Etik: Bir dilin konuşulmasını engelleme yönünde yapılan baskı, yasak ve tacizler insan haklarına aykırı ve etik dışıdır.

Politik: Bir dilin(Anadilin) egemen başka bir dil tarafından bastırılmasına çalışmak ve o dilin konuşulmasını hukuki olarak da yasaklamak kültürel bir sorunu çözmede işe yaramaz, çokkültürlü bir toplum fikriyle çelişkiye düşer. Vatandaşlar arası eşitlik ilkesine aykırıdır, ayrımcılık yaratır.
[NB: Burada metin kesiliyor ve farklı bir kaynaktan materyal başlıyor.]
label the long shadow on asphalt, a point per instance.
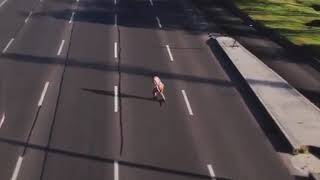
(107, 160)
(122, 95)
(128, 69)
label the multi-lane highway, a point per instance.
(76, 102)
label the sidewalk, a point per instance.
(295, 115)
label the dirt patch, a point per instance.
(314, 23)
(316, 7)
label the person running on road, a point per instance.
(158, 89)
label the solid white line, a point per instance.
(43, 93)
(158, 20)
(116, 170)
(2, 119)
(71, 19)
(169, 51)
(8, 45)
(60, 48)
(27, 19)
(116, 20)
(115, 50)
(187, 102)
(211, 171)
(17, 168)
(116, 99)
(3, 2)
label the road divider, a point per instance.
(297, 118)
(116, 170)
(187, 102)
(169, 52)
(116, 99)
(61, 47)
(71, 18)
(2, 119)
(158, 21)
(44, 91)
(17, 168)
(8, 45)
(211, 172)
(27, 19)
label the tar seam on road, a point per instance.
(71, 18)
(115, 50)
(187, 102)
(211, 172)
(8, 45)
(2, 119)
(45, 88)
(27, 19)
(61, 47)
(116, 170)
(17, 168)
(119, 91)
(169, 52)
(159, 23)
(116, 104)
(56, 107)
(3, 2)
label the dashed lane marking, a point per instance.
(187, 102)
(116, 99)
(159, 23)
(60, 48)
(27, 19)
(17, 168)
(44, 91)
(169, 52)
(211, 172)
(8, 45)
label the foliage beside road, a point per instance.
(298, 20)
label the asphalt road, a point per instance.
(77, 103)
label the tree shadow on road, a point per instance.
(122, 95)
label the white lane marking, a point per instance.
(169, 52)
(116, 98)
(159, 23)
(8, 45)
(60, 48)
(3, 2)
(116, 20)
(116, 170)
(27, 19)
(71, 18)
(212, 174)
(187, 102)
(115, 49)
(17, 168)
(43, 93)
(2, 119)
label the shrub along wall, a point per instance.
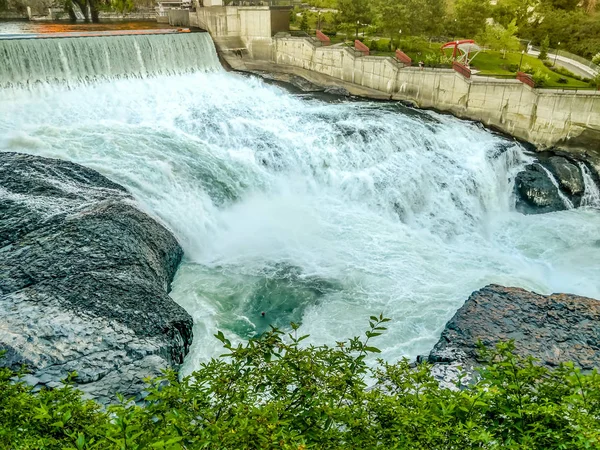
(274, 392)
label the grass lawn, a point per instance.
(491, 63)
(488, 63)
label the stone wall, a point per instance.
(179, 17)
(543, 117)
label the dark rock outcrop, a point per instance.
(536, 194)
(552, 328)
(84, 277)
(569, 177)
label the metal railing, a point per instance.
(572, 56)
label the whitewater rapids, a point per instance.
(309, 209)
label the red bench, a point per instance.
(403, 58)
(462, 69)
(323, 38)
(361, 47)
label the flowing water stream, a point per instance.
(312, 209)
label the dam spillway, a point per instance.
(84, 57)
(313, 208)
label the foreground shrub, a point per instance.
(274, 392)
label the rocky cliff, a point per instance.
(552, 328)
(84, 280)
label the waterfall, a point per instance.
(568, 203)
(311, 208)
(591, 195)
(24, 62)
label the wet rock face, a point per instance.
(84, 277)
(536, 194)
(554, 328)
(568, 176)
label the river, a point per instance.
(315, 209)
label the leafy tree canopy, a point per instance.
(276, 392)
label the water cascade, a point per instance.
(568, 203)
(77, 59)
(306, 208)
(591, 195)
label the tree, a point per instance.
(544, 48)
(353, 13)
(506, 10)
(304, 22)
(471, 17)
(499, 38)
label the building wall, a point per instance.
(541, 116)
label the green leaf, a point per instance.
(372, 349)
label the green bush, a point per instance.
(513, 68)
(540, 78)
(276, 392)
(544, 47)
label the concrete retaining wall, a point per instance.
(545, 117)
(179, 17)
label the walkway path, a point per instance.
(570, 64)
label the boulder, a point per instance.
(84, 280)
(552, 328)
(568, 175)
(536, 194)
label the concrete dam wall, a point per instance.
(546, 118)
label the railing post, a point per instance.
(462, 69)
(323, 38)
(525, 78)
(403, 58)
(361, 47)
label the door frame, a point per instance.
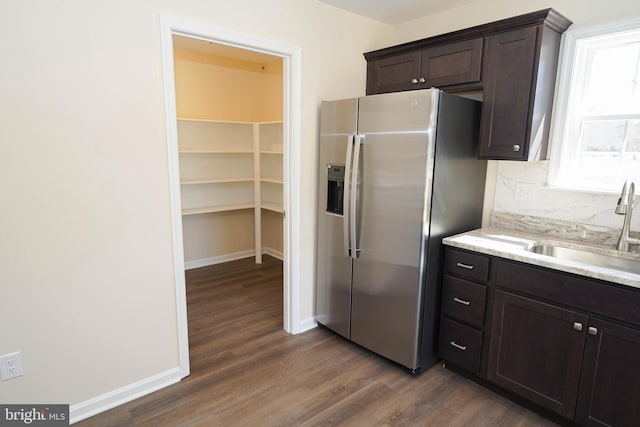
(292, 65)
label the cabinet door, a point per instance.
(610, 382)
(451, 64)
(536, 351)
(509, 74)
(394, 74)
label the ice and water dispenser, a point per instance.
(335, 188)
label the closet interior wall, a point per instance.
(229, 108)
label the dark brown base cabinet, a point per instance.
(567, 344)
(610, 383)
(511, 62)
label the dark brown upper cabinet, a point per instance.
(437, 66)
(513, 62)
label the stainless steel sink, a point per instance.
(586, 257)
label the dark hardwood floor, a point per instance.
(246, 371)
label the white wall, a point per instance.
(86, 280)
(583, 207)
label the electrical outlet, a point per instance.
(525, 191)
(11, 366)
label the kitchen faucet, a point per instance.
(625, 207)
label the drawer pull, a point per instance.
(465, 266)
(458, 346)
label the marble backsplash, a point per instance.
(592, 234)
(576, 215)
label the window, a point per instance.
(596, 138)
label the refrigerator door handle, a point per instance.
(345, 199)
(357, 142)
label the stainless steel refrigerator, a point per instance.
(397, 173)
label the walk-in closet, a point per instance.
(229, 120)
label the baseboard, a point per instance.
(188, 265)
(305, 325)
(122, 395)
(274, 253)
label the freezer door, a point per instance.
(338, 120)
(395, 172)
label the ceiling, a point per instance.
(218, 49)
(396, 11)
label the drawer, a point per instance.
(463, 300)
(460, 345)
(614, 301)
(467, 265)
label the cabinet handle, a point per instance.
(467, 266)
(461, 301)
(458, 346)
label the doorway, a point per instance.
(291, 60)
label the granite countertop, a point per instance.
(512, 244)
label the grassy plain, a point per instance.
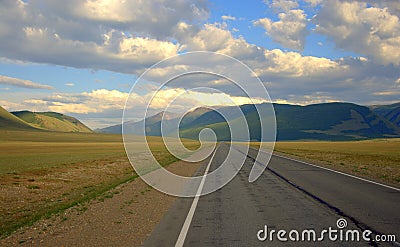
(42, 173)
(377, 159)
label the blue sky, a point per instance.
(82, 57)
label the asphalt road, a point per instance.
(289, 195)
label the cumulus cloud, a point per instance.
(290, 31)
(362, 28)
(283, 5)
(114, 35)
(6, 80)
(228, 17)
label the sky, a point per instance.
(82, 57)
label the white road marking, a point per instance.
(189, 217)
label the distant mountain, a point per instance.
(328, 121)
(10, 122)
(153, 125)
(390, 112)
(52, 121)
(331, 121)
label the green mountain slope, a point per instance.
(330, 121)
(52, 121)
(390, 112)
(10, 122)
(153, 124)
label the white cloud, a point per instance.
(228, 17)
(314, 2)
(358, 27)
(284, 5)
(114, 35)
(6, 80)
(290, 31)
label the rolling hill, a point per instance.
(153, 124)
(10, 122)
(390, 112)
(52, 121)
(327, 121)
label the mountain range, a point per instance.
(326, 121)
(40, 121)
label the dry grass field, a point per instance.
(42, 173)
(378, 159)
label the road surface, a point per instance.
(289, 195)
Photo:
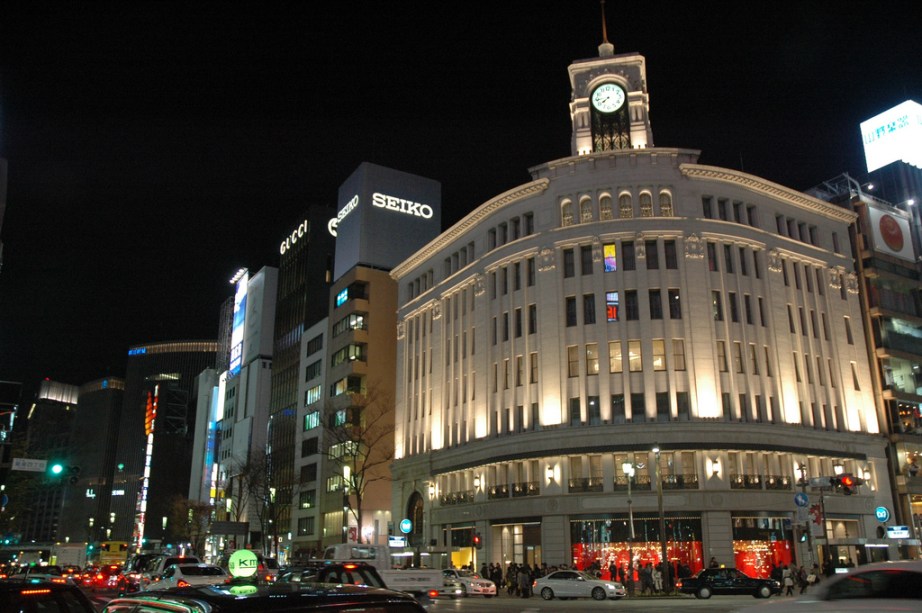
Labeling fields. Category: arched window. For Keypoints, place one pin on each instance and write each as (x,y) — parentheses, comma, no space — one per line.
(646,204)
(566,213)
(665,204)
(605,212)
(585,210)
(625,206)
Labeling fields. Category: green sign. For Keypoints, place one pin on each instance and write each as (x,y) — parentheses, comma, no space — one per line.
(243,563)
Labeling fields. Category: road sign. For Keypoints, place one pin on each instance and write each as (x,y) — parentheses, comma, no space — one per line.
(30,464)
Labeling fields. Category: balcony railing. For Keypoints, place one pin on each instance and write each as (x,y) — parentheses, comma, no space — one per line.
(525,488)
(639,483)
(680,482)
(586,484)
(457,498)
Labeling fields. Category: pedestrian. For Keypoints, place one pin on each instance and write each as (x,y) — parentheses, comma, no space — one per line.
(787,579)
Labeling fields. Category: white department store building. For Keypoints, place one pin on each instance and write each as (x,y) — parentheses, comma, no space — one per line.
(626,299)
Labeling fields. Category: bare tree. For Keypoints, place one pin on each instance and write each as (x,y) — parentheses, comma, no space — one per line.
(359,442)
(190,520)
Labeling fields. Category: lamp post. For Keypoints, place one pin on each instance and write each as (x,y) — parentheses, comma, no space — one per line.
(662,519)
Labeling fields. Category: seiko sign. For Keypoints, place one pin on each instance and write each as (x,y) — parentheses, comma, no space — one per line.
(350,206)
(400,205)
(292,238)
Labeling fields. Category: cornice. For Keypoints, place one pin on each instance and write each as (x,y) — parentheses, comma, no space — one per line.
(473,218)
(761,186)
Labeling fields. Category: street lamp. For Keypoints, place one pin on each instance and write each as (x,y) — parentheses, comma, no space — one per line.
(662,518)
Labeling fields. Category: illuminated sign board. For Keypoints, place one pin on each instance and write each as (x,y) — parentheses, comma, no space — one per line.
(240,307)
(292,238)
(350,206)
(894,135)
(890,232)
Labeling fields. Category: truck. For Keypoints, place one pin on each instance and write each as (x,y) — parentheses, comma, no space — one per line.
(69,554)
(393,564)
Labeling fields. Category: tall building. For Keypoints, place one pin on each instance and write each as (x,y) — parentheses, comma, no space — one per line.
(305,275)
(95,431)
(153,455)
(49,436)
(346,410)
(635,357)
Estetik: Baskı kuran polisler ve gardiyanlar iticidir. Çünkü bu baskıyı devlet adına onlar yapmaktadırlar. Savcı yasa konusunda Kamber Ateş’i, dolayısıyla seyirciyi bilgilendirmektedir; bilgilendirme işlevi nedeniyle grotesk yorum sınırlanır. Ancak savcının yürürlükteki yasaların baskıcılığına dönük eleştirel bir tavrı yoktur, empati ilişkisi kurulmasına engel olunmalıdır. Kamber ve annesi ile empati kurulmasına çalışılmaktadır. Çünkü bu baskılara rağmen sadece iletişim kurmaya çalışmaktadırlar.

***

TB’nin Nisan-Mayıs içerisinde yürüttüğü bu çalışmanın tamamlanmış olmadığı yukarıda da belirtilmişti. Şu anda BGST içerisinde yer alan bir grup tiyatrocu inisiyatif alarak yaz ve güz döneminde bu çalışmaya devam etme ve çalışmayı bir sonuca ulaştırma misyonunu sahiplenmektedirler. Yukarıda yer alan ve “Kolektif Oyunlaştırma” adını verdiğimiz çalışmanın ilk sonuçlarına dair değerlendirmeler yapmayı amaçlayan yazı bu çalışmanın sonuçlarına göre yeniden ele alınacak ve tamamlanacak bir girişim olarak görülmelidir.